I can't think of a more appropriate title for this blog post than numb. It's how I'm feeling right now.
Almost three weeks ago, my mom moved to a nursing home. We were notified on Tuesday morning, and she was originally expected to move in on Thursday. I delayed until Saturday morning. I thought it would give her a couple more days in her own home, but in retrospect, moving in on the weekend was a bad idea. None of the regular intake workers are there on the weekend, and it was fly by night and make do until Monday.
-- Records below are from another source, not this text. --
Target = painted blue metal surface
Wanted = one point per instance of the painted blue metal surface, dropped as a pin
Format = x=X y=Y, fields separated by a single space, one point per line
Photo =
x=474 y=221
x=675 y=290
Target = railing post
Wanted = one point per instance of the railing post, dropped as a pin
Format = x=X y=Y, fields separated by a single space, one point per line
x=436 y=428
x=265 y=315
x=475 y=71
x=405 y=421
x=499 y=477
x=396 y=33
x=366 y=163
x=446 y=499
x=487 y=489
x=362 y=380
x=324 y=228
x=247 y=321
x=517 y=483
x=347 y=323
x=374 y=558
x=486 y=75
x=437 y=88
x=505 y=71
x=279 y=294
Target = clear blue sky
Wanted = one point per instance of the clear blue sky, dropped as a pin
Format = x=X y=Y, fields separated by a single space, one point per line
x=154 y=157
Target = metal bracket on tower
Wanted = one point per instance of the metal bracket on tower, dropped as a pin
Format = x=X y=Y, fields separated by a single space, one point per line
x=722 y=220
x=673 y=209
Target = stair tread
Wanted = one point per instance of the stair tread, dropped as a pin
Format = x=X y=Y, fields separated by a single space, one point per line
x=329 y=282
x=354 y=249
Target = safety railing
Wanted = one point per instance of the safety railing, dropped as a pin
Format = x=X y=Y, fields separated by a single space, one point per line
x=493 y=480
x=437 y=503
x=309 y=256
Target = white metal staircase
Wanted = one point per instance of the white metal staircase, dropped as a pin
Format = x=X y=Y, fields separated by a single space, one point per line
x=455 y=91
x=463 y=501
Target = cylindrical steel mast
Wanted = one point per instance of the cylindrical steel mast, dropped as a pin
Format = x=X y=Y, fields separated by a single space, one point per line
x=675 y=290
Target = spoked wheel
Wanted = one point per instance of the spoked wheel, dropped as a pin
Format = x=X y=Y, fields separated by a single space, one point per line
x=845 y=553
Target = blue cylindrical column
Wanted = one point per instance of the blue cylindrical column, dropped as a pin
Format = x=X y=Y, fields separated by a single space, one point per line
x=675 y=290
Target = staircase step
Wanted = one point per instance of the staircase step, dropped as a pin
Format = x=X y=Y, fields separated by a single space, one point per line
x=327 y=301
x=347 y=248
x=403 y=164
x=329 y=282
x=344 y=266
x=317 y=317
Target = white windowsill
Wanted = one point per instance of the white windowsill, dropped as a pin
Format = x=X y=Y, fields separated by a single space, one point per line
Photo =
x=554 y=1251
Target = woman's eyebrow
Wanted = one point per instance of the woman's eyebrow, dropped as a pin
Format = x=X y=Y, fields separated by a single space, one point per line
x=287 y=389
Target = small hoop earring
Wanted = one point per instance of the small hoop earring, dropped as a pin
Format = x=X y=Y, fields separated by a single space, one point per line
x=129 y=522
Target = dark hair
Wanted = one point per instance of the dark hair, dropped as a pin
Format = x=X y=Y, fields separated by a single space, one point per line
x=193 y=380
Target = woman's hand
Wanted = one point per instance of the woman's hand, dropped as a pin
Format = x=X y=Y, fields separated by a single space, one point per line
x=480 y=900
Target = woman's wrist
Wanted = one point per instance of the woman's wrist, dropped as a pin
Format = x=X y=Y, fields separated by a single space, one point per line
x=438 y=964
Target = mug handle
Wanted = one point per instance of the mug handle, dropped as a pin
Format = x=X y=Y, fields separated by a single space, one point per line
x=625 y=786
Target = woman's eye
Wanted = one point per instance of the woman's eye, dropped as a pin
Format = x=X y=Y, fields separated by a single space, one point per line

It's been a tough transition. The night before mom moved, she suffered a mini-stroke rather than the TIAs we've been dealing with. It robbed her of her ability to communicate. She knew what she wanted to say, but couldn't get the words out to say it. My mom is not a chatty person on a good day, so this added an extra layer of stress to her worst nightmare. For her first couple of days in the new environment she was unable to communicate her needs. The staff then made a bunch of assumptions based on what they thought the knew about mom, and caused them to treat her like an addle-brained 3 year old. Why is it that some care givers talk to seniors like they are 2 years old and not the brightest child in the playground? For example, my mom's roomate is immobile, and we were told, doesn't communicate much. I heard her talking to her husband one evening and she could communicate more than she was letting on. I also noticed that the staff called her by one name and her husband called her a different name. I had lunch with her and mom one day, and I asked her what name she preferred. Turns out she wants to be called by what her husband calls her, but I don't think anyone bothered to ask her.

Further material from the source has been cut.